Digitized speech on the PICO-8?

pingo • 2019-02-18 2019-02-18 14:26 •

BBS>

PICO-8>Chat

Remember SAM? (https://simulationcorner.net/index.php?page=sam).

Would it be possible in some way to use the white-noise for samples and/or digi-speech?

I'm not talking about a full-blown conversion of SAM (https://github.com/s-macke/SAM), but maybe a smaller version. Also - shouldn't it be possible to use at least 3-bit samples on the PICO-8? (https://gist.github.com/munshkr/30f35e39905e63876ff7)

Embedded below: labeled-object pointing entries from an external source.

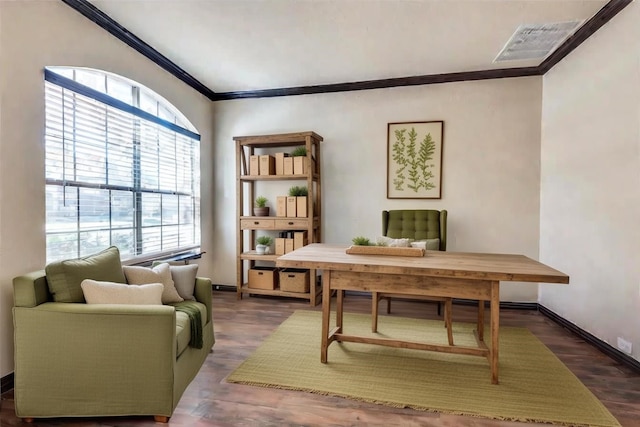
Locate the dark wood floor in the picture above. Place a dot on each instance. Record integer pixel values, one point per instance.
(240, 327)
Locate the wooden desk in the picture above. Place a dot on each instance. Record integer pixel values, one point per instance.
(441, 274)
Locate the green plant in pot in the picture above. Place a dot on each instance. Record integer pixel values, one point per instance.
(262, 244)
(261, 208)
(299, 151)
(361, 241)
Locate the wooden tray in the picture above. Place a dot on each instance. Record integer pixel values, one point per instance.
(384, 250)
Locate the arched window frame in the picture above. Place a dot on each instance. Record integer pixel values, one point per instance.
(122, 168)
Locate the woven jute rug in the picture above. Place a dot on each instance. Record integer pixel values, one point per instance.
(534, 385)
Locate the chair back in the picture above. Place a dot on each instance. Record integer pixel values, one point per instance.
(417, 224)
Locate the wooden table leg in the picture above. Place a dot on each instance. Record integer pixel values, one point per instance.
(495, 330)
(326, 314)
(374, 312)
(481, 320)
(339, 306)
(448, 323)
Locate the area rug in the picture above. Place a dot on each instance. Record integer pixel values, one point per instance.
(534, 385)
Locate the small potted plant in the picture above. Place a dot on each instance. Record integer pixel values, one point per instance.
(300, 195)
(261, 208)
(361, 241)
(299, 155)
(263, 243)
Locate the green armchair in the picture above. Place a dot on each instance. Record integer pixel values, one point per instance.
(425, 225)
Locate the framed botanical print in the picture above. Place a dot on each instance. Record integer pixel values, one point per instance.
(414, 160)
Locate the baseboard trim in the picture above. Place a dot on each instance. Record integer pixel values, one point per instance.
(604, 347)
(6, 383)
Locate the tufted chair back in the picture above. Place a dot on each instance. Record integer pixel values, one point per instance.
(418, 224)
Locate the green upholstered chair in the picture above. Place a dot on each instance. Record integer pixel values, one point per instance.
(418, 224)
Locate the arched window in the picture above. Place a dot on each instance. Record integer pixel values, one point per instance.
(122, 168)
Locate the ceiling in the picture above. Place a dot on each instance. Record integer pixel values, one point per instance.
(254, 45)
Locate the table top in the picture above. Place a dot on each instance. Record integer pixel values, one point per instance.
(483, 266)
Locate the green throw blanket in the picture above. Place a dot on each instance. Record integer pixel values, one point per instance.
(195, 320)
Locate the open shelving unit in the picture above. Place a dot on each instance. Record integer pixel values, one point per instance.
(248, 225)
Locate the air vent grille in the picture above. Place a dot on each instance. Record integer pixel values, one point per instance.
(536, 41)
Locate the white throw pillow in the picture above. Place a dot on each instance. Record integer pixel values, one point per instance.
(393, 243)
(184, 277)
(96, 292)
(159, 274)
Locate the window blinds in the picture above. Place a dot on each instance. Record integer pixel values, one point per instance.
(116, 175)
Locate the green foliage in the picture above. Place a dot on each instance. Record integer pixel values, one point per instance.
(299, 151)
(361, 241)
(264, 240)
(298, 191)
(398, 156)
(261, 202)
(415, 167)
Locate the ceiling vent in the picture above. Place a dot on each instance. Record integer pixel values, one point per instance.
(536, 41)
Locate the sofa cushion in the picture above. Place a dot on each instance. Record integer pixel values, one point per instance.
(184, 277)
(183, 327)
(158, 274)
(96, 292)
(64, 278)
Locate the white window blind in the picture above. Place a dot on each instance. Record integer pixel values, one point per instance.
(116, 174)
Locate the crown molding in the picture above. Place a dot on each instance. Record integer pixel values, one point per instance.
(604, 15)
(104, 21)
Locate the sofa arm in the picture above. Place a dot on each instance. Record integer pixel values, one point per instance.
(67, 353)
(30, 290)
(202, 293)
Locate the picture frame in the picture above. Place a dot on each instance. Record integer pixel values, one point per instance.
(414, 160)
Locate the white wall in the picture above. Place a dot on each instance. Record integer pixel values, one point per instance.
(491, 162)
(590, 182)
(35, 34)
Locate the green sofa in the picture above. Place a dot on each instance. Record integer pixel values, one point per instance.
(77, 359)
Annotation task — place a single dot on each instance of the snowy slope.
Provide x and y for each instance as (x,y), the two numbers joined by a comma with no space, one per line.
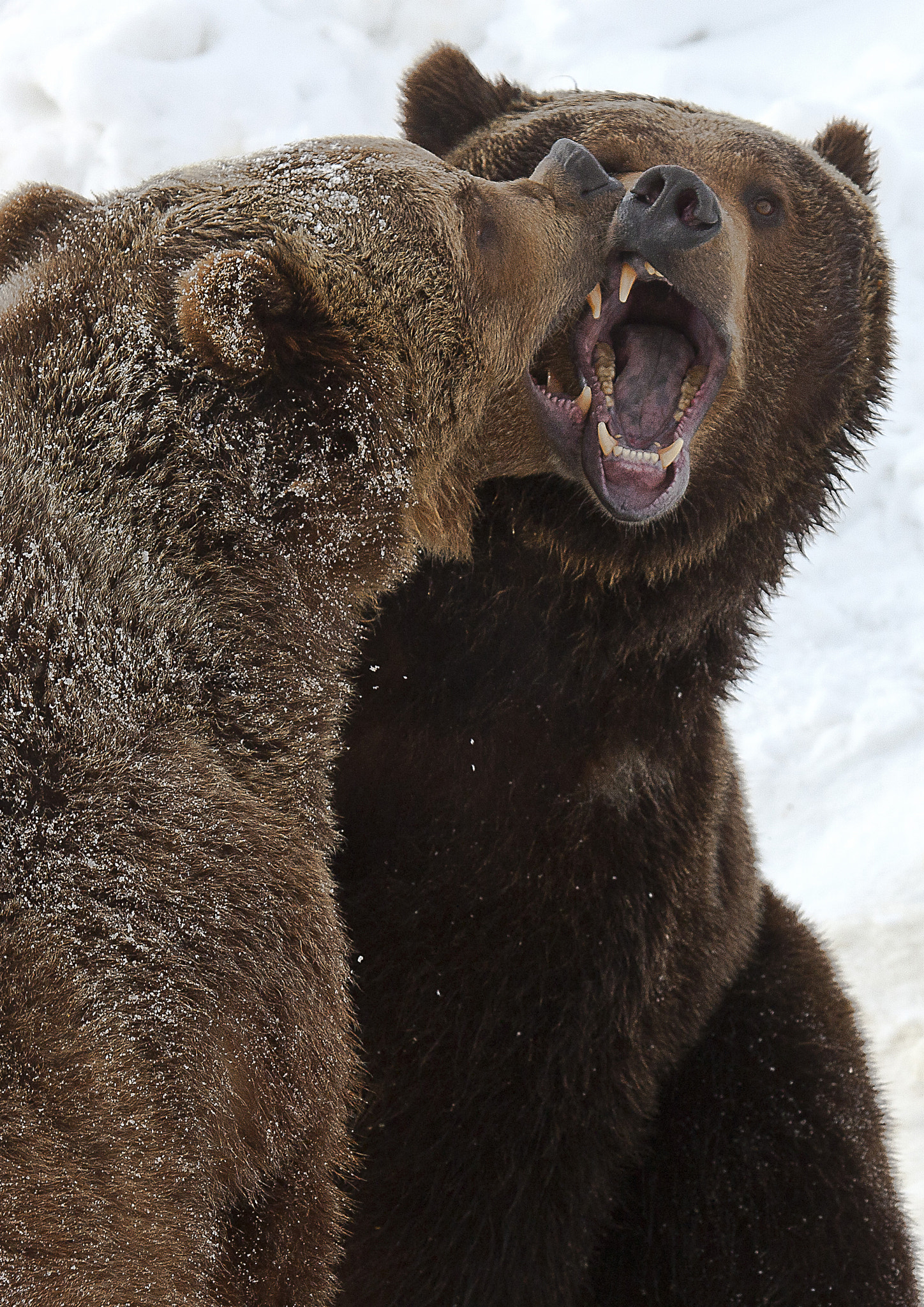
(830,729)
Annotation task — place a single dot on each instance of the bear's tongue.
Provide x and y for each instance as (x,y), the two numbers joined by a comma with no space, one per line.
(650,368)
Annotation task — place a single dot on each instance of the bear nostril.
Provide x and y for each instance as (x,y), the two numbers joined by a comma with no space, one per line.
(648,187)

I'm not the person to dive into this, but maybe someone else might be able to do some sort of conversion of the above. Personally, I would really enjoy being able to have short/small samples and make the Pico speak!

/ Pingo

freds72 • 2019-02-19 2019-02-19 05:38

Gruber tried a while back but didn’t anything beyond a half ‘hello’ :/
Pico sound is very limited compared to a c64 or the like.

musurca • 2019-02-19*2019-02-19 07:58*

I was tinkering with this about a year ago—but instead of using samples, I was trying to do formant synthesis to generate a voice on the fly (sort of like a Speak 'n Spell). It was never amazing, but this is as far as I got:

Formant Synthesis Demo

by musurca

Cart #spicospell_demo-2 | 2019-02-19 | Code ▽ | Embed ▽ | License: CC4-BY-NC-SA

The idea is that you break down the speech into phonemes, then build up the sound by generating formants, consonants, and glottal sounds (note that I'm cheating on the last one)—

--[[
 "'a'a'aiii  ^a^a^a^ann ^a^a  
   p yyy  koooo   ueeee p"
]]--
make_formant("'a",3)
make_formant("i",3)
make_breath(2)
make_formant("^a",4)
make_formant("n",2)
make_breath(2)
make_formant("^a",2)
make_breath(2)
make_glottal("p")
make_breath()
make_formant("y",3)
make_breath(2)
make_glottal("k")
make_formant("o",4)
make_breath(3)
make_formant("u")
make_formant("e",4)
make_breath()
make_glottal("p")

pingo • 2019-02-19 2019-02-19 13:09

Thanks, both of you, on this.

freds72: Even though the Pico doesn't have the filter and other cool stuff the 64 has - if I remember correctly from reading the above (which was months ago, so forgive me if I'm wrong here), I assume that the Pico should be able to play 3-bit samples at least. Correct?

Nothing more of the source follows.